Monday 28 January 2013

So long, suckers!

You know how some of the big pub chains, such as Greene King and Enterprise Inns, have declared their support for minimum pricing because they think it will bring people into pubs to make up for those who were driven away by the smoking ban?

For some reason they think that if people are forced to pay £1.10 for a can of beer instead of 80p, then they'll say "what the hell, I might as well go to the pub and pay £3.90".

This is an optimistic way of looking at the issue, to say the least. A more likely scenario is that minimum pricing will mean drinkers have less money to spend once they've bought their off licence alcohol and will therefore have less to spend in the pub.

Well, guess what? It looks like that's what's going to happen.

Introducing a minimum price of 45p per unit will deter four in 10 customers from pubs, according to a new poll by YouGov

Oh dear. I guess the temperance lobby isn't the publican's friend after all.

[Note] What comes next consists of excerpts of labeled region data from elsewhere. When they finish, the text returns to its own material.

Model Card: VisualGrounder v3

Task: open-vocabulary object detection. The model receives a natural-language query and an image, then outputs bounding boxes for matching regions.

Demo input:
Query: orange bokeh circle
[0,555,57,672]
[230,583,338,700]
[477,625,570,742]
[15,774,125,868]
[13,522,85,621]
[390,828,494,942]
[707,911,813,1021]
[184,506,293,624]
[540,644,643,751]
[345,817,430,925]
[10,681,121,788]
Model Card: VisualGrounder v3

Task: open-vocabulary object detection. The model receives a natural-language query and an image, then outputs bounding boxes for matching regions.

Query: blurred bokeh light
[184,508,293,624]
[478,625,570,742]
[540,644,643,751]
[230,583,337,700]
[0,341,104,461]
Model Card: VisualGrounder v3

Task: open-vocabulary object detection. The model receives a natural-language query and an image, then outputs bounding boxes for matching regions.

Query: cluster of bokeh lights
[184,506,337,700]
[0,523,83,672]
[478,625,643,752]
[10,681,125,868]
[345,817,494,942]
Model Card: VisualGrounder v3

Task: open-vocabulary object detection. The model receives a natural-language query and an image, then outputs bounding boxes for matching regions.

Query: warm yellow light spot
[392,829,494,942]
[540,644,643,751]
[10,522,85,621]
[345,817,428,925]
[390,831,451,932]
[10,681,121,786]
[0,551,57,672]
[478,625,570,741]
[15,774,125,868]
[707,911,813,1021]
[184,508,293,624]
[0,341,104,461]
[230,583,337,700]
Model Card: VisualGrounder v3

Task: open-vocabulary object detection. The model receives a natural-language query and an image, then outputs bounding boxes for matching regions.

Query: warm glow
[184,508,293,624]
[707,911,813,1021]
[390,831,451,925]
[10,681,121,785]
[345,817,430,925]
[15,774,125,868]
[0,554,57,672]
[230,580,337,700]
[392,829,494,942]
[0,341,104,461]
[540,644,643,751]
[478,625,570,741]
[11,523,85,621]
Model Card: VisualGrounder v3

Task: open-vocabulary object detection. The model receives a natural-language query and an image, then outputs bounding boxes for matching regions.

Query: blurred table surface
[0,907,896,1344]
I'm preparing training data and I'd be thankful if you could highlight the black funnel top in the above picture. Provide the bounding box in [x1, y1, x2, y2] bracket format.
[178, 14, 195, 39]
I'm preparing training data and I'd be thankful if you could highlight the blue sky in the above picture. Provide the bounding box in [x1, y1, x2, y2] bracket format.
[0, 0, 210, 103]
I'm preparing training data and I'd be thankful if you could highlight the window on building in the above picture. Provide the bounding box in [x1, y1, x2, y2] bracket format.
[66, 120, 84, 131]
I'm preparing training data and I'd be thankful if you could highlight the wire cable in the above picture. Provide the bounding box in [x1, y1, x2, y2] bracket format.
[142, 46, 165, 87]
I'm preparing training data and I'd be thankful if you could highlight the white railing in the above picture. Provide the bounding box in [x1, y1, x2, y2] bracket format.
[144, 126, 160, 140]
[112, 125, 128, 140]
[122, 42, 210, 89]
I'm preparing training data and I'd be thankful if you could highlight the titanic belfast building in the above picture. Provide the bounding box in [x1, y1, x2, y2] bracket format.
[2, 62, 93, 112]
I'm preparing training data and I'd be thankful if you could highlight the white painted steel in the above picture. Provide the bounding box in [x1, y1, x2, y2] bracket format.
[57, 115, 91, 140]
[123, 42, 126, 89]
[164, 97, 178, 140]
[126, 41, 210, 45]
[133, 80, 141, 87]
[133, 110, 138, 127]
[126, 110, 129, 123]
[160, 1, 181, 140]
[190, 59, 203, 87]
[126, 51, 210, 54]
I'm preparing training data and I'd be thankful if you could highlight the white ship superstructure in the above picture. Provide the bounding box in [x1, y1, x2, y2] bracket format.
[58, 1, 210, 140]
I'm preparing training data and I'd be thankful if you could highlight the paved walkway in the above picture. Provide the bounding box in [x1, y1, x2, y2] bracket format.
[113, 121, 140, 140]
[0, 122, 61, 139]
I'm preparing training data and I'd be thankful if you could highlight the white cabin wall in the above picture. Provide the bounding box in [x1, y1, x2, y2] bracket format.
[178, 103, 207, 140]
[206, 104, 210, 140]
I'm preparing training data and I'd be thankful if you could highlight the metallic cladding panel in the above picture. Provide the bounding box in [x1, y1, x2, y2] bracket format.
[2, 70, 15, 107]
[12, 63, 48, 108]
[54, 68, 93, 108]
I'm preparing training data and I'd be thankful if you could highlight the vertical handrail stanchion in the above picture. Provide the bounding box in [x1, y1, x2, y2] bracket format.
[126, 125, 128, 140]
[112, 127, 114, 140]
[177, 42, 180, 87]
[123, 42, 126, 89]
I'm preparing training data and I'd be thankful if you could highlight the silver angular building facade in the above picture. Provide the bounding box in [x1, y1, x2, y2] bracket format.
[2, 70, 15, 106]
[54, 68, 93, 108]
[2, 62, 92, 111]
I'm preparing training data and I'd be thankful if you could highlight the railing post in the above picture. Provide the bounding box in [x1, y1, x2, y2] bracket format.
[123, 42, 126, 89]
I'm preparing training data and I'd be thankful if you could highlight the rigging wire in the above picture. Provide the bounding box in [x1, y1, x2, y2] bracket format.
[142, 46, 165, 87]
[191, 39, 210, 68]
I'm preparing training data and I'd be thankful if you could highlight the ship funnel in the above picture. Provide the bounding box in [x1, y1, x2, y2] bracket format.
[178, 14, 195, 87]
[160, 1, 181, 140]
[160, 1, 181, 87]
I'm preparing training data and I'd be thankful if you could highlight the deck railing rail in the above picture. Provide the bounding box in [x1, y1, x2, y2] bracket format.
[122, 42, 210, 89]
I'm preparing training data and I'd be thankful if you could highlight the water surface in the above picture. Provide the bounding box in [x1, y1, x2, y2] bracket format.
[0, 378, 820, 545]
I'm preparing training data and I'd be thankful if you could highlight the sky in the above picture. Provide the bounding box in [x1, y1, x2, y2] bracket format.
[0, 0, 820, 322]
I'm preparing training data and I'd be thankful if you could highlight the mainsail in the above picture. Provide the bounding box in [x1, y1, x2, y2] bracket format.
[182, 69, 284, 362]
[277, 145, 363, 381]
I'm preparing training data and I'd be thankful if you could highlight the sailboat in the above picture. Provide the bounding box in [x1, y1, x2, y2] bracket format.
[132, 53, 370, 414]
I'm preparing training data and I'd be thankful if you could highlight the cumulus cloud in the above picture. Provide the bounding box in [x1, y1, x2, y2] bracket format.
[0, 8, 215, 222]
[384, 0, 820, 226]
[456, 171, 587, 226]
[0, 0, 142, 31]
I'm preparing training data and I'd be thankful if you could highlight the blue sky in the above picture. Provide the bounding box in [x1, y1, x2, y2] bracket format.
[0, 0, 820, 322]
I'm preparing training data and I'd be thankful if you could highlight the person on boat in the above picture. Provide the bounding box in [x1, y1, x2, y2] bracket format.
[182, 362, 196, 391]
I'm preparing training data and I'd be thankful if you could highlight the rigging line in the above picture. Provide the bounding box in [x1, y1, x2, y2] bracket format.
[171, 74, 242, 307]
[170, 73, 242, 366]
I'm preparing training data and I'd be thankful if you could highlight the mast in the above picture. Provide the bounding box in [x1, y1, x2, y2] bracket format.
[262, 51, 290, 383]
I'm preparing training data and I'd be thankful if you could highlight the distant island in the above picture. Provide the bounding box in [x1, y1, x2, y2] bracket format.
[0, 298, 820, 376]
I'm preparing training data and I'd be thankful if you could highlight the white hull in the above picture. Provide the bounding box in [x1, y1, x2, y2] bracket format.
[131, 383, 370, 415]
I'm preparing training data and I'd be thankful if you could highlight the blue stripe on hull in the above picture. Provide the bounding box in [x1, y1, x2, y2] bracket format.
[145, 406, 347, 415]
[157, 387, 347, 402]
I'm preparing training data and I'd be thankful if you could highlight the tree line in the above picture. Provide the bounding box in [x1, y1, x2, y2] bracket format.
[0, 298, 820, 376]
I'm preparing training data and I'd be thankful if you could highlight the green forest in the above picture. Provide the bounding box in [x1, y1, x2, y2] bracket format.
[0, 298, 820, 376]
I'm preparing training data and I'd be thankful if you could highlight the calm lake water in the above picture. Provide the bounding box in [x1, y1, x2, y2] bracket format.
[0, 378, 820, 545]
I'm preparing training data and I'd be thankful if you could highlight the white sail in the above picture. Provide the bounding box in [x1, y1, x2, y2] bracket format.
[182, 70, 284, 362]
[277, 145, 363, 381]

Who knew?

The survey commissioned by drinks firm SABMiller questioned 1,261 people who had had an alcoholic drink in the last week.

It found that minimum pricing will have the biggest impact on those struggling to keep up with their outgoings, with 56% saying they are most likely to drink less in the pub.

However, it's not all bad news...

Of those who said they will drink less at home, 0.36% said they will drink more at the pub.

Sounds like they won't have a problem finding a seat.


nisakiman said...

Arf! The biter bit!

Fredrik Eich said...

I think I am a little sceptical that if a pint in a pub after minimum unit pricing remains at £3.90 that 4 in 10 people will stop using pubs.

After all CamRA predicted 7,000,000 new pub customers after the smoking ban after their boffins examined a similar box ticking exercise and now tell us that we in fact have 3,000,000 less customers.

Not that I am a fan of MUP - just saying.

Mark Wadsworth said...

They are daft buggers, really they are. What makes the biggest difference between supermarket and pub prices is the VAT. All things being equal, pubs would benefit most if booze duty were increased and VAT were reduced; that would greatly reduce the price differential between drinking at home or in the pub.

Oh year, and the smoking ban might have something to do with it, of course.

Carl V Phillips said...

So is the claim that supermarket booze is actually a Giffen good, or is it merely that sales will go down due to the price increase and pub sales will go down due the income effect? Just curious.

Christopher Snowdon said...


The latter. It's not certain that supermarket sales will go down much, and people may go to the pub less so they can afford the same amount of supermarket booze as they bought before.